Calm waters, blue skies and my first time at the wheel out on the river. Bill sat in the sun, Jimmy made tea and I found that the channel isn’t as wide as you’d think given the size of the ships I see gliding past on a daily basis. On the canal, a little adjustment can be seen pretty fast in your course direction, out here with not so many reference points it took a minute to dial in the little extra subtlety I needed.
Then I had it, one hand on the wheel, tea in the other, a breeze in the window and the chug chug chug of vintage diesel power. It was glorious.

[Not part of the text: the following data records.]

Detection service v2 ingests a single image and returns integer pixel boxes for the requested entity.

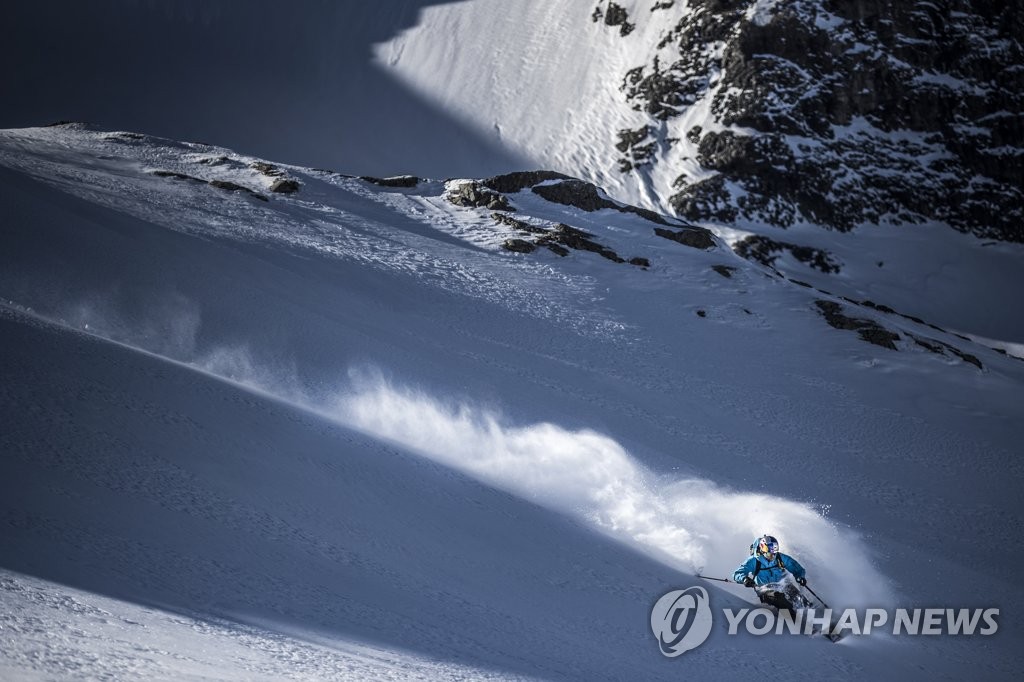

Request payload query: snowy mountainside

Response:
[377,0,1024,242]
[0,125,1024,679]
[377,0,1024,343]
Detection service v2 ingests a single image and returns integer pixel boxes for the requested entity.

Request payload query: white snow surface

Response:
[0,124,1024,680]
[375,0,1024,343]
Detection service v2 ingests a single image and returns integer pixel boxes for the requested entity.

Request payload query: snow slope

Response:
[375,0,1024,344]
[0,126,1024,679]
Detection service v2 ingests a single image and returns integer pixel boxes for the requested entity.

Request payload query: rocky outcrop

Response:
[814,300,900,350]
[490,213,650,267]
[359,175,420,187]
[604,0,1024,242]
[732,235,842,273]
[446,181,515,211]
[654,227,716,249]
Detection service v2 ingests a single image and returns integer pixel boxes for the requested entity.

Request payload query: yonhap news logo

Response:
[650,587,712,657]
[650,587,999,658]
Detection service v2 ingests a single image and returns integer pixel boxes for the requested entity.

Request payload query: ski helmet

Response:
[757,536,778,556]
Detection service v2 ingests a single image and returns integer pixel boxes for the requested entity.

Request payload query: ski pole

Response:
[804,583,831,608]
[695,573,733,583]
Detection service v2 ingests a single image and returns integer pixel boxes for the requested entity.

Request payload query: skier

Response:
[732,536,808,615]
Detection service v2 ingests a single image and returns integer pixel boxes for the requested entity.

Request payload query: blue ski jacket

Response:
[732,552,807,585]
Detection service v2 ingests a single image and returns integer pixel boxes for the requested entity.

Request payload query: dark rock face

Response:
[502,240,537,253]
[654,227,715,249]
[359,175,420,187]
[532,178,668,225]
[732,235,842,273]
[270,177,301,195]
[447,182,515,211]
[814,300,900,350]
[490,213,650,267]
[605,0,1024,242]
[209,180,270,202]
[591,2,636,36]
[480,170,570,195]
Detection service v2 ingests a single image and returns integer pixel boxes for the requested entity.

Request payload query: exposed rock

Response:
[150,170,206,182]
[532,178,669,225]
[480,170,571,195]
[246,157,285,177]
[603,0,1024,242]
[814,299,900,350]
[732,235,842,273]
[502,240,537,253]
[711,265,736,279]
[490,213,551,235]
[654,227,715,249]
[907,334,985,370]
[534,178,618,212]
[270,177,301,195]
[359,175,420,187]
[447,182,515,211]
[604,2,636,36]
[209,180,270,202]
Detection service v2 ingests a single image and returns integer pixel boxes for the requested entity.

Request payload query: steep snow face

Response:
[376,0,1024,344]
[0,0,526,176]
[377,0,1024,242]
[0,126,1024,680]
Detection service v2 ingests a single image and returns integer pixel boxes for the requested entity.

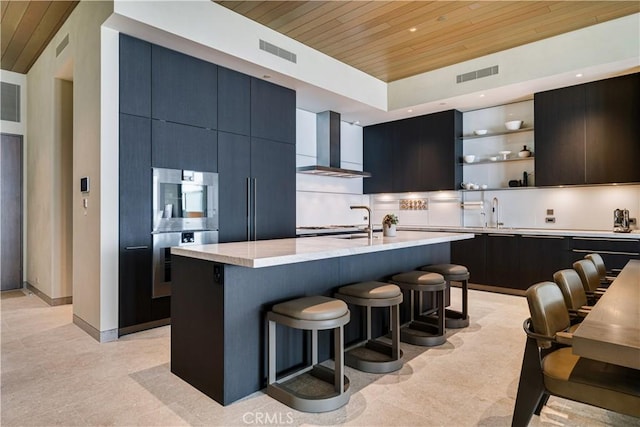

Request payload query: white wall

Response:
[0,70,29,281]
[296,109,369,227]
[27,1,117,338]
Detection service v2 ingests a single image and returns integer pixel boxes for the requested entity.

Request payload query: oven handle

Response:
[247,177,251,241]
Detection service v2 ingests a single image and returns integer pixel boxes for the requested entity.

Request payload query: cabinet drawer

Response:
[571,237,640,255]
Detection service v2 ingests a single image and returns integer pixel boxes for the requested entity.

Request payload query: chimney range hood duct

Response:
[296,111,371,178]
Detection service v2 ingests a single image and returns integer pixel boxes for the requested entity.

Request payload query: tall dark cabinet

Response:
[534,73,640,186]
[363,110,462,194]
[150,45,218,129]
[119,34,296,334]
[118,114,154,329]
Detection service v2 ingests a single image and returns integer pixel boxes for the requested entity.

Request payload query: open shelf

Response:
[462,156,534,166]
[462,127,534,140]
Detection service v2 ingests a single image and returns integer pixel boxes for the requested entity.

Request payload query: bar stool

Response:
[391,271,447,347]
[267,296,350,412]
[420,264,469,329]
[334,282,402,374]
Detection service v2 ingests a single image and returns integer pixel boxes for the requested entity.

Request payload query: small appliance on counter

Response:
[613,209,631,233]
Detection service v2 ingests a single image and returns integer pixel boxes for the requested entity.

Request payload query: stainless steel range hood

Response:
[296,111,371,178]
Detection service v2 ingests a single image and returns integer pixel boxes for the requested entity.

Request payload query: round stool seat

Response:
[338,282,401,299]
[272,295,349,320]
[391,271,447,291]
[420,264,469,282]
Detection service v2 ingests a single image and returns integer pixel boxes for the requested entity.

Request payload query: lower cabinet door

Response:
[486,233,528,289]
[118,246,152,329]
[520,234,571,289]
[451,234,487,284]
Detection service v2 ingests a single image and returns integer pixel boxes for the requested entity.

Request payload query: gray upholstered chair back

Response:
[573,259,600,292]
[553,268,587,310]
[526,282,571,348]
[584,254,607,279]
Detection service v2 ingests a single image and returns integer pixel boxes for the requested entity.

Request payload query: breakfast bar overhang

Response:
[171,231,474,405]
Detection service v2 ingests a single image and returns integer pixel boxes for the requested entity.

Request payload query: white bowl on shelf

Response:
[504,120,522,130]
[498,151,511,160]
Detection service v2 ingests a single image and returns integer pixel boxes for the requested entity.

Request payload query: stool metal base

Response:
[344,340,403,374]
[267,365,349,412]
[444,309,469,329]
[400,320,447,347]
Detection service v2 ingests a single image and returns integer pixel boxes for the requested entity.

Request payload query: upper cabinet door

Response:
[420,110,462,191]
[533,85,585,186]
[120,34,151,117]
[362,122,396,194]
[387,117,424,192]
[151,120,218,172]
[218,67,251,135]
[584,73,640,184]
[151,45,218,129]
[251,78,296,144]
[252,138,296,240]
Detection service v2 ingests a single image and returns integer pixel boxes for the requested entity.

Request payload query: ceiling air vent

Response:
[456,65,498,83]
[56,34,69,57]
[0,82,20,123]
[260,40,298,64]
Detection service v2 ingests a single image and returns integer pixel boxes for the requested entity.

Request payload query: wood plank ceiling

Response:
[0,0,79,74]
[216,0,640,82]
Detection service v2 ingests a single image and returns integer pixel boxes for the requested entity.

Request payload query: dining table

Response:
[573,259,640,369]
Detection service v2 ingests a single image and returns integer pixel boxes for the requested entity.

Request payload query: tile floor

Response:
[0,290,640,426]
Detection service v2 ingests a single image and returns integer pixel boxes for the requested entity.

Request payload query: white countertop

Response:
[405,226,640,240]
[297,225,640,240]
[171,231,473,268]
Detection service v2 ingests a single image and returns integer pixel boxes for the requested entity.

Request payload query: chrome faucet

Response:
[491,197,504,229]
[351,206,373,239]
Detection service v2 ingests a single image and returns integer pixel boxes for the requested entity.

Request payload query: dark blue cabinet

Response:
[218,132,251,242]
[534,73,640,186]
[218,132,296,242]
[151,120,218,172]
[251,138,296,240]
[120,34,151,117]
[118,114,153,328]
[151,45,218,129]
[362,122,395,194]
[363,110,462,194]
[218,67,251,135]
[251,78,296,144]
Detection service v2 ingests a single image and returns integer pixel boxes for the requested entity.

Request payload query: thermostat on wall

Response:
[80,176,89,193]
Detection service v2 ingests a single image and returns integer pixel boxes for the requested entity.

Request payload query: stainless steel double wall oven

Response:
[151,168,218,298]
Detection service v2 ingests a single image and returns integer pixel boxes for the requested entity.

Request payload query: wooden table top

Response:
[573,260,640,369]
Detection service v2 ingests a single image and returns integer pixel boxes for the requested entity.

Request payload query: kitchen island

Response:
[171,231,473,405]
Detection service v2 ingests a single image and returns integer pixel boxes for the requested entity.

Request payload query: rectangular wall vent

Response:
[456,65,498,83]
[56,34,69,57]
[260,40,298,64]
[0,82,20,123]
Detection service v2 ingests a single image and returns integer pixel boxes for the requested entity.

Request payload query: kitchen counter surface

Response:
[399,226,640,239]
[171,230,473,268]
[297,226,640,239]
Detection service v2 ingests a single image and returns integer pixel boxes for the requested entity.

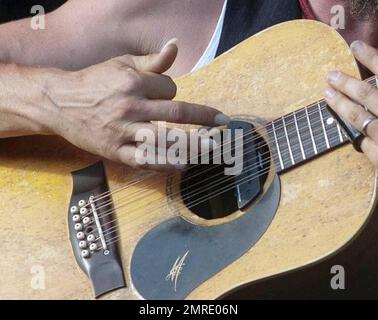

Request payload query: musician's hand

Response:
[46,40,228,169]
[326,41,378,168]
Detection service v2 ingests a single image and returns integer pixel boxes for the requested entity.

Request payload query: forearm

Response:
[0,0,135,70]
[0,64,59,138]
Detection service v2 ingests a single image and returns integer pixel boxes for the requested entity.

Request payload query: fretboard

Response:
[266,76,378,172]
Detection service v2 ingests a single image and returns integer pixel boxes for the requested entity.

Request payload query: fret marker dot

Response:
[327,117,335,126]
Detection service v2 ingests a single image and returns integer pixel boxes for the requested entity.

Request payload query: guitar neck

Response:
[266,76,378,173]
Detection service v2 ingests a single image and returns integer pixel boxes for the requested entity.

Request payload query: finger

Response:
[116,144,186,172]
[328,71,378,115]
[325,88,378,141]
[140,100,230,126]
[141,72,177,100]
[123,122,190,148]
[131,38,178,73]
[351,40,378,74]
[361,137,378,168]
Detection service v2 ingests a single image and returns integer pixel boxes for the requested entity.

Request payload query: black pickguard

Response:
[131,176,281,300]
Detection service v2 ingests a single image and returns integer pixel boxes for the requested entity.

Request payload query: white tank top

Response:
[192,0,227,72]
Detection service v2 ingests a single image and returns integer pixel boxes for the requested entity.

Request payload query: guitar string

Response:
[80,76,378,206]
[96,132,346,250]
[89,121,346,241]
[79,100,336,217]
[81,104,344,227]
[77,74,378,238]
[96,126,340,241]
[85,109,341,234]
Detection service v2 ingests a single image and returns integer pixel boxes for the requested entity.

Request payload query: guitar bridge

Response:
[68,162,126,297]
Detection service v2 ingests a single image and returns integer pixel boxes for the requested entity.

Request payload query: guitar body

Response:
[0,20,376,299]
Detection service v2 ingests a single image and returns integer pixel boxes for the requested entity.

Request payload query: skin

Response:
[0,0,378,170]
[0,43,228,170]
[0,0,224,77]
[325,41,378,168]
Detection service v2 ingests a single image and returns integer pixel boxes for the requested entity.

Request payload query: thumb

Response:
[132,38,178,74]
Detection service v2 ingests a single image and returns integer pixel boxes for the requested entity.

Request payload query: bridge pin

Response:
[87,234,95,242]
[79,240,87,249]
[76,231,85,240]
[83,217,91,224]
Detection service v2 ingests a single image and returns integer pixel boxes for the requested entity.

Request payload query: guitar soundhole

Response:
[181,134,270,220]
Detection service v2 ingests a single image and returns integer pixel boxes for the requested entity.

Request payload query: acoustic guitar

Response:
[0,20,377,299]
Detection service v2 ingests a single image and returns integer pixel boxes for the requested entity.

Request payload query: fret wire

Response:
[282,117,295,165]
[336,123,344,142]
[293,111,306,160]
[305,107,318,154]
[264,76,378,170]
[272,121,285,170]
[318,102,330,149]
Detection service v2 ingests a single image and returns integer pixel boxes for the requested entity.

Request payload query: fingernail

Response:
[325,88,337,99]
[328,71,341,82]
[160,38,177,52]
[214,113,231,126]
[350,40,365,54]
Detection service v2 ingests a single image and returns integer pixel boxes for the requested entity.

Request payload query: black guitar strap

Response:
[216,0,302,56]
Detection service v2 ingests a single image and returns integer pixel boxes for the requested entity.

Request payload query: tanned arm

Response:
[0,43,229,170]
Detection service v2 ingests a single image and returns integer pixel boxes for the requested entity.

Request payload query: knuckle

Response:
[123,99,143,118]
[169,103,185,122]
[357,82,374,100]
[162,75,177,98]
[348,105,362,126]
[124,68,143,92]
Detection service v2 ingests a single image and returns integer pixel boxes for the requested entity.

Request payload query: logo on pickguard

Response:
[165,251,189,291]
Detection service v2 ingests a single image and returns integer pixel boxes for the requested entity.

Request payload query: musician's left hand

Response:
[325,41,378,168]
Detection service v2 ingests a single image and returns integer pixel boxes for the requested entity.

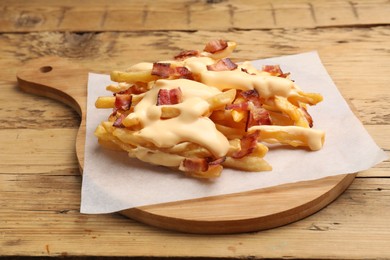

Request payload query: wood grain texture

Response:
[0,0,390,32]
[16,56,355,234]
[0,0,390,259]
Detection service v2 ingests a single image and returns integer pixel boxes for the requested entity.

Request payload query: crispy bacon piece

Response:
[245,107,271,131]
[112,114,126,128]
[172,67,194,80]
[174,50,200,60]
[232,131,260,159]
[151,62,194,80]
[156,88,182,106]
[182,156,226,172]
[182,158,209,172]
[207,58,238,71]
[262,65,290,78]
[115,91,132,110]
[225,90,271,131]
[208,156,226,166]
[300,107,313,127]
[225,102,249,111]
[204,40,228,53]
[152,62,171,78]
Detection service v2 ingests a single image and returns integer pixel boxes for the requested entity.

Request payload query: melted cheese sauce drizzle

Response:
[129,79,229,157]
[125,57,324,160]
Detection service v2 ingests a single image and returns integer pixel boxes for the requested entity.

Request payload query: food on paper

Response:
[95,40,325,178]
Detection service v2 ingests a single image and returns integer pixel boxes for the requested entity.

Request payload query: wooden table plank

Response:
[0,175,390,259]
[0,0,390,32]
[0,0,390,259]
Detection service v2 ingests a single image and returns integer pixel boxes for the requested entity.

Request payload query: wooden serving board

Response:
[17,57,356,234]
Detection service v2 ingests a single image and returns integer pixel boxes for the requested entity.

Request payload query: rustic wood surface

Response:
[0,0,390,259]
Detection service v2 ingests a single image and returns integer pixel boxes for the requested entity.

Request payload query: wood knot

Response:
[15,13,44,28]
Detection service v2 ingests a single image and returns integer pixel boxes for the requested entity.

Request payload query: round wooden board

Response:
[17,57,355,234]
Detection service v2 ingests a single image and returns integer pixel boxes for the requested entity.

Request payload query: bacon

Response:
[232,131,260,159]
[240,89,260,106]
[151,62,194,80]
[206,58,238,71]
[300,107,313,127]
[112,114,126,128]
[114,91,132,110]
[182,158,209,172]
[208,156,226,166]
[245,107,271,131]
[225,90,271,131]
[172,67,194,80]
[204,40,228,53]
[182,156,226,172]
[152,62,171,79]
[174,50,200,60]
[262,65,290,78]
[225,102,249,111]
[156,88,182,106]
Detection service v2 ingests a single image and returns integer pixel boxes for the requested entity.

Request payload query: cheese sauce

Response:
[129,79,229,157]
[128,57,323,157]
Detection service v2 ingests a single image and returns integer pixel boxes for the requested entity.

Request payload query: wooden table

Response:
[0,0,390,259]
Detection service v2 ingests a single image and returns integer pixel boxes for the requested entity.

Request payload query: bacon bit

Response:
[172,67,194,80]
[182,156,226,172]
[208,156,226,166]
[152,62,172,79]
[225,102,249,111]
[204,40,228,53]
[245,107,271,131]
[262,65,290,78]
[112,114,126,128]
[240,89,260,106]
[151,62,194,80]
[174,50,200,60]
[182,158,209,172]
[114,92,133,110]
[156,88,182,106]
[300,107,313,128]
[232,131,260,159]
[207,58,238,71]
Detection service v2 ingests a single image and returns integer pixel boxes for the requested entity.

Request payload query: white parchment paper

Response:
[81,52,387,213]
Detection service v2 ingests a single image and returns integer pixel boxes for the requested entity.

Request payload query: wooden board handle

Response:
[16,56,88,172]
[17,54,355,234]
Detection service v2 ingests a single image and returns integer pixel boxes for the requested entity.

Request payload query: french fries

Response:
[95,40,325,179]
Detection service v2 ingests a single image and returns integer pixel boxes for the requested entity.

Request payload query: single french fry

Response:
[110,70,158,83]
[249,125,325,151]
[222,155,272,172]
[203,42,237,60]
[95,96,115,108]
[207,89,237,110]
[160,106,181,119]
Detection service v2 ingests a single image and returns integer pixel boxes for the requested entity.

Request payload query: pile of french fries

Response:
[95,40,325,179]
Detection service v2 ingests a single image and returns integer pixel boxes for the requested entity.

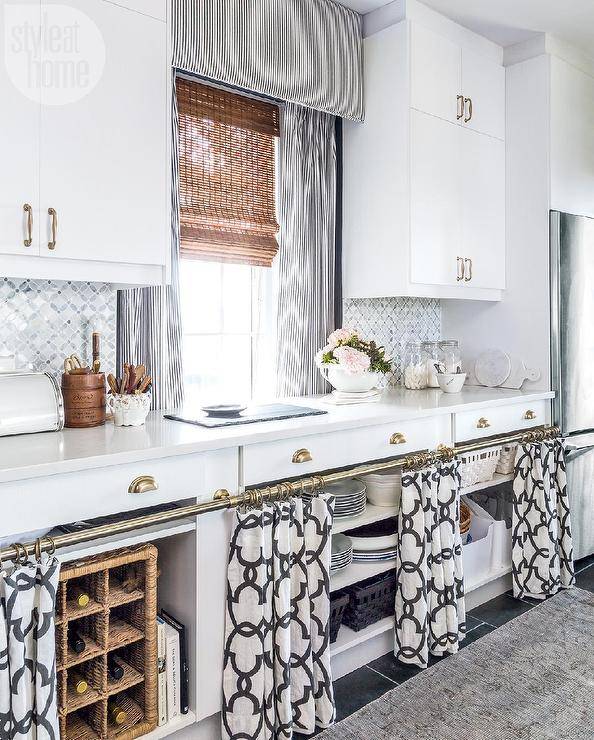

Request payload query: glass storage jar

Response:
[423,342,440,388]
[439,339,462,373]
[403,342,427,391]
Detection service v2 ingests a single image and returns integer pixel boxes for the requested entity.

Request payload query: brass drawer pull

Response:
[291,447,313,465]
[23,203,33,247]
[47,208,58,249]
[128,475,159,493]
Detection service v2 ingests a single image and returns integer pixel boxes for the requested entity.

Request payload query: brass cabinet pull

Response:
[464,257,472,283]
[464,98,472,123]
[47,208,58,249]
[128,475,159,493]
[291,447,313,465]
[23,203,33,247]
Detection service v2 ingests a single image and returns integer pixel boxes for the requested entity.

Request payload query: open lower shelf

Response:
[330,617,394,656]
[330,560,396,591]
[58,519,196,560]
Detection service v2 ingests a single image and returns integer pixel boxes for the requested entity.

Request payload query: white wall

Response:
[442,54,550,390]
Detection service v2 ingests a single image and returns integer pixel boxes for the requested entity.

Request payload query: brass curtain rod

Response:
[0,426,560,563]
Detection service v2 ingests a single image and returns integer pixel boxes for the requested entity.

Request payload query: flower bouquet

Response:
[316,328,392,393]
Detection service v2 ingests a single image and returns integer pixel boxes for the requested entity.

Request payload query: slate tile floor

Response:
[296,556,594,738]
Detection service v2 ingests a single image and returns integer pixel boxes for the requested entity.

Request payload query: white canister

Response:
[107,393,151,427]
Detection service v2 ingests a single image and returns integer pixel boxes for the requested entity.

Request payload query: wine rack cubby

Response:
[56,545,157,740]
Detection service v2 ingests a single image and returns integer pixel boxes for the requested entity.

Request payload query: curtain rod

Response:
[0,426,560,563]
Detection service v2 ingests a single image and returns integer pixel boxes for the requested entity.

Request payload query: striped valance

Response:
[172,0,363,120]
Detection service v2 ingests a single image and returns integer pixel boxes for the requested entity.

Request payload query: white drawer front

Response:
[454,400,549,442]
[0,448,238,539]
[242,415,450,486]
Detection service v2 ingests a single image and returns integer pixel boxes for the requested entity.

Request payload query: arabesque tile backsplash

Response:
[0,277,117,375]
[342,298,441,385]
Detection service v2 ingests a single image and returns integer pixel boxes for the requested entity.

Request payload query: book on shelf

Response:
[157,617,167,727]
[165,622,180,722]
[161,609,190,714]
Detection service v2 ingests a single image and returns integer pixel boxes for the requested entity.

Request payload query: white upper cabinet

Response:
[343,19,505,301]
[410,110,462,285]
[461,49,505,140]
[410,23,462,122]
[0,0,171,285]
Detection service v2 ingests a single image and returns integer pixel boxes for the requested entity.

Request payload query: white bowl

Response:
[320,365,379,393]
[437,373,466,393]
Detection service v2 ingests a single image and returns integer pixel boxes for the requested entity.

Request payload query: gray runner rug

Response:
[318,588,594,740]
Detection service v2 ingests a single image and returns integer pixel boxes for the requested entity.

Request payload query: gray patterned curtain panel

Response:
[394,460,466,668]
[0,558,60,740]
[512,439,575,599]
[222,495,335,740]
[277,104,336,397]
[116,76,184,409]
[172,0,363,120]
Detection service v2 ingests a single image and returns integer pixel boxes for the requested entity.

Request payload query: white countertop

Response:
[0,386,554,483]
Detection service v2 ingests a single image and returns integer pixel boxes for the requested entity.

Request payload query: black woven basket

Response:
[342,570,396,632]
[330,591,351,643]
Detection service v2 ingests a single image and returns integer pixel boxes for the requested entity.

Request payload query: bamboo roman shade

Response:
[176,77,280,267]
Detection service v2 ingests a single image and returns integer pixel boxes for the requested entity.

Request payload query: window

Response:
[176,78,279,405]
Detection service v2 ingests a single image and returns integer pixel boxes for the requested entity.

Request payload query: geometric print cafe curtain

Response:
[394,460,466,668]
[512,439,575,599]
[0,557,60,740]
[221,495,335,740]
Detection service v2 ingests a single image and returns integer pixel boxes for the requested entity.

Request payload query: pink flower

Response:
[334,347,371,375]
[328,328,355,349]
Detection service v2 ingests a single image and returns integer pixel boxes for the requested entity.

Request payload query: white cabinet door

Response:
[410,110,463,285]
[410,23,462,122]
[40,0,170,265]
[458,128,505,289]
[462,49,505,140]
[0,0,40,256]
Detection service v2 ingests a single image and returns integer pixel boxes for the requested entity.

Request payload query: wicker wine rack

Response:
[56,545,157,740]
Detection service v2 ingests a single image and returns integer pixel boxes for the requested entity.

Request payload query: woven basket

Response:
[459,447,500,488]
[330,591,350,643]
[56,545,157,740]
[496,444,518,475]
[342,569,396,632]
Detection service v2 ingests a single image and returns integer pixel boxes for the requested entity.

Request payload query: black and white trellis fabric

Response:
[512,439,575,599]
[222,495,335,740]
[0,558,60,740]
[394,460,466,668]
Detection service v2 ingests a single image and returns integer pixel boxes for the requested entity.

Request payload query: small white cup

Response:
[437,373,466,393]
[107,393,151,427]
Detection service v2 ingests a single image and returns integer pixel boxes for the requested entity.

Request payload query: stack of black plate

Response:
[330,534,353,571]
[324,478,367,519]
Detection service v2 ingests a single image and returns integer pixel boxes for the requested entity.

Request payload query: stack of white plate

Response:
[349,517,398,563]
[363,470,402,506]
[324,478,367,519]
[330,534,353,571]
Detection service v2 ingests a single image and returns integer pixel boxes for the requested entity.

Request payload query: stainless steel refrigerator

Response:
[550,211,594,559]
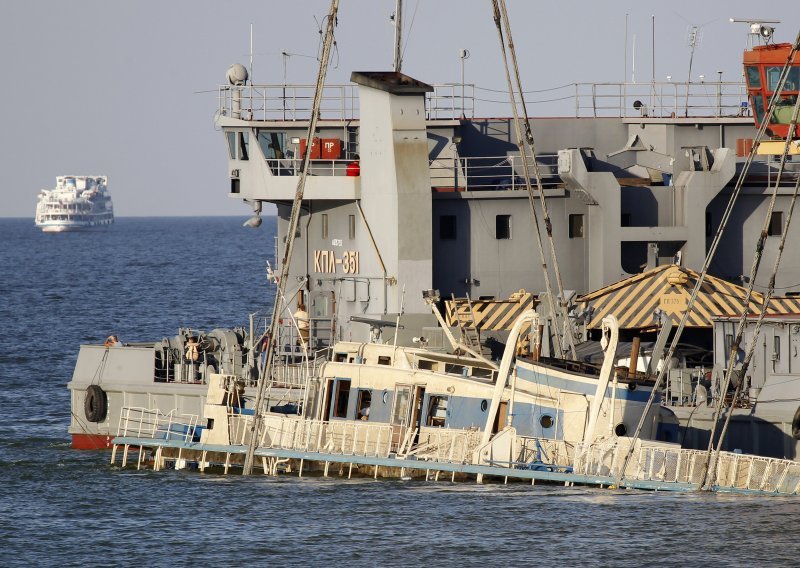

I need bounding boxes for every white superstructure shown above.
[36,176,114,233]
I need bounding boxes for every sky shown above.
[0,0,800,218]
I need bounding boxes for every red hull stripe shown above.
[72,434,113,450]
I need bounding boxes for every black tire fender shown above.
[83,385,108,422]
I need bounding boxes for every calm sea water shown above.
[0,218,800,566]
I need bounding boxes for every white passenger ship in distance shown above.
[36,176,114,233]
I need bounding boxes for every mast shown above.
[392,0,404,73]
[242,0,339,475]
[616,28,800,488]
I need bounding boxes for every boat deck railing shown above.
[217,84,475,122]
[574,438,800,494]
[217,78,752,122]
[259,416,392,458]
[117,406,199,443]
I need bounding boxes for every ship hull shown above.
[36,219,114,233]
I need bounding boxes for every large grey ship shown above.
[69,16,800,458]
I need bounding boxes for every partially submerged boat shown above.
[65,2,797,493]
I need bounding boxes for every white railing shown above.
[515,436,575,468]
[117,406,198,442]
[266,158,353,177]
[217,77,751,122]
[259,416,392,458]
[218,84,475,122]
[574,439,800,494]
[430,154,563,191]
[574,81,750,118]
[403,428,482,463]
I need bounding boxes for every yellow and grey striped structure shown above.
[445,290,538,331]
[578,265,800,329]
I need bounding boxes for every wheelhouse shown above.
[744,43,800,138]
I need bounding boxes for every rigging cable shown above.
[616,27,800,487]
[492,0,576,359]
[242,0,339,475]
[700,57,800,489]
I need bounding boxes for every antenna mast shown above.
[392,0,403,72]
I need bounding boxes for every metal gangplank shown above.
[111,409,800,495]
[450,294,482,353]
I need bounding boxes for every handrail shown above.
[217,81,752,122]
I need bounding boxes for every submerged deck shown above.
[111,408,800,495]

I was enjoying the surroundings as much as the driving, or is that sailing, seeing all the familiar sights from a different angle, it’s been a while since I was on the river.
Being so close the the Lang Dyke and it’s stone built buoys is a bit of a treat. It was originally built in the 18th Century to speed up the tidal flow and scour the mud from the river bed to deepen it. It worked perfectly and opened Glasgow up to shipping, now it’s crumbling stones are more part of the landscape than an engineering curiosity, but it’s still doing it’s original job.
We were buzzed by a drone, but no one ever got in touch so I don’t know if there’s footage out there somewhere. The Bell Monument and Dunglass Castle is well seen from the river and with work finally starting on the old Esso site around it, the day where folks can visit are maybe not too far away.
At this point Jimmy was just giving me instructions on how to get into the harbour. “Er, are you sure…” was my first thought, but he seemed unfazed, so what the hell.
There are two white markers cleverly hidden in the undergrowth by the railway on the far side of the harbour which you line up with to come in from the river so you follow the channel. We’re not deep in the water, but still, I was concentrating hard.
In we went, I didn’t hit anything “Hard right” says Jimmy, which sounds more dramatic than it actually was given the low revs and sedate pace. That right turn lined my up with the deep sea lock which would lift us back up into the basin.
The Wee Spark really is wee, but the lock looked like a tight fit. Gentle on the wheel, back on the throttle, we glided in perfectly. I was heading for the cill at the far lock gate, so a wee bit of reverse gear to centre us was all I needed and… stalled it. Revs too low, all thumbs on the controls. Ah dammit.
I loved it. Even on that short run from Dumbarton it was the best fun sitting on that chair with the wheel.
We were in the lock with a family of swans which would not be lured away from the gushing waters by bread, Mars Bar or shouting. The did however bask in cheers and applause from the wee gathered crowd when the water level got high enough for the cygnets to unglamorously chuck themselves over the gap at the top of the lock and into the basin. Swans are so graceful on water and in the air, but put them on webbed feet and given them a slippery obstacle to tackle and it’s a Friday night drunk trying to get on a bus in Partick in the 1970’s.
We were home and the boat looked great, all fresh and I didn’t scrape any of the new paint getting it there. I was buzzing, mildly sunburnt and thirsty. Let’s go again.